At all costs, stay well away from any of the Minwax Polyshades products. They're supposed to be a one-step stain and finish but my experience with them brought out language that I haven't used since I got home from extended periods at sea. You look like a nice young lady and such language wouldn't be appropriate for you. - lol


----------



## Tomj (Nov 18, 2011)

The Harbor Freight near me is right next door to Micheal's so I usually go into both also but the stains and especially the polycrylic are usually way more expensive at Micheal's than at Home Depot down the block but I just might go see if the Micheal's by me has them on sale too. Nice score.


----------



## AngieO (Jul 9, 2012)

Sawkerf - lol. I'll have to remember that.

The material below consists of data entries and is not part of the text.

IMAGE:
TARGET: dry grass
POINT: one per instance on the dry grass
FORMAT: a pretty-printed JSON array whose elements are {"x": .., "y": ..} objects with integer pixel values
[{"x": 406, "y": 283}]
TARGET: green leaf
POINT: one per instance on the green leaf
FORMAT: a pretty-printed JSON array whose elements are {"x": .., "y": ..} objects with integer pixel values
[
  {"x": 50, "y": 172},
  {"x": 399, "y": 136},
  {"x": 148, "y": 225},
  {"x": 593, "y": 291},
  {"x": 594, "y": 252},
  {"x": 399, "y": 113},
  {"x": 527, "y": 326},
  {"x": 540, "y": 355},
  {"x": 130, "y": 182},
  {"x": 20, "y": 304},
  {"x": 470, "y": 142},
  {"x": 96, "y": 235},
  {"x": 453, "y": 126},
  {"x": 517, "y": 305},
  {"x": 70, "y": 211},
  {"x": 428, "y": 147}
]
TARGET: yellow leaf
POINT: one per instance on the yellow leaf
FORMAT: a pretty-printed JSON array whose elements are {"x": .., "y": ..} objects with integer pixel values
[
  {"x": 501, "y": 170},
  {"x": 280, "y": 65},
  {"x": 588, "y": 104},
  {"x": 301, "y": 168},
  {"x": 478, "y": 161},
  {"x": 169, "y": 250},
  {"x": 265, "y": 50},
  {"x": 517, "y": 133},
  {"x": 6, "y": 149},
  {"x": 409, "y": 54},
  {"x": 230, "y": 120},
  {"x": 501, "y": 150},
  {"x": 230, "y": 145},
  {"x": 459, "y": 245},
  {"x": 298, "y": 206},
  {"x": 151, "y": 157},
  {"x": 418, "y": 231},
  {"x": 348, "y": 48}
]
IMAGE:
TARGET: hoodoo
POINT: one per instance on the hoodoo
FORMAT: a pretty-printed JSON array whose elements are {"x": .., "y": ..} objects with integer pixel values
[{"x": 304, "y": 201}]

Tomj - these were all on clearance. I noticed that the retail price was way higher than lowes as well.

I wonder if the Harbor Freight I went to is a really small one. I was very unimpressed. I felt like I was in the dollar store of tools. But there was such little selection that it was barely even dollar store standards


----------



## Sawkerf (Dec 31, 2009)

SWMBO is a hard core, born again, major league crafter who thinks Michaels is (or should be) a holy shrine. She can get pretty mad at me when I try to tell her that some of the stuff she gets there costs far less at Home Depot or the local hardware store - even when it's the same brand.

One time, she was doing something with nail polish remover and ran out. When I told her that I had a fresh quart of acetone in the shop that she was welcome to use, she rolled her eyes and muttered something sarcastic - once again upholding the female belief that if a man speaks he's obviously wrong. - lol


----------



## AngieO (Jul 9, 2012)

Too funny! Of course… I have no idea what SWMBO means.

I on the other hand want to go to Lowes, Home Depot or any hardware/home store rather than anywhere else. My hubby's friends laughed at him the other day when he complained about me wanting more tools. They were like… what? I wish my wife wanted me to buy more tools.

Of course… I love Michaels too!


----------



## Sawkerf (Dec 31, 2009)

She Who Must Be Obeyed. It's from an Englsh comedy series called Rumpole of the Bailey.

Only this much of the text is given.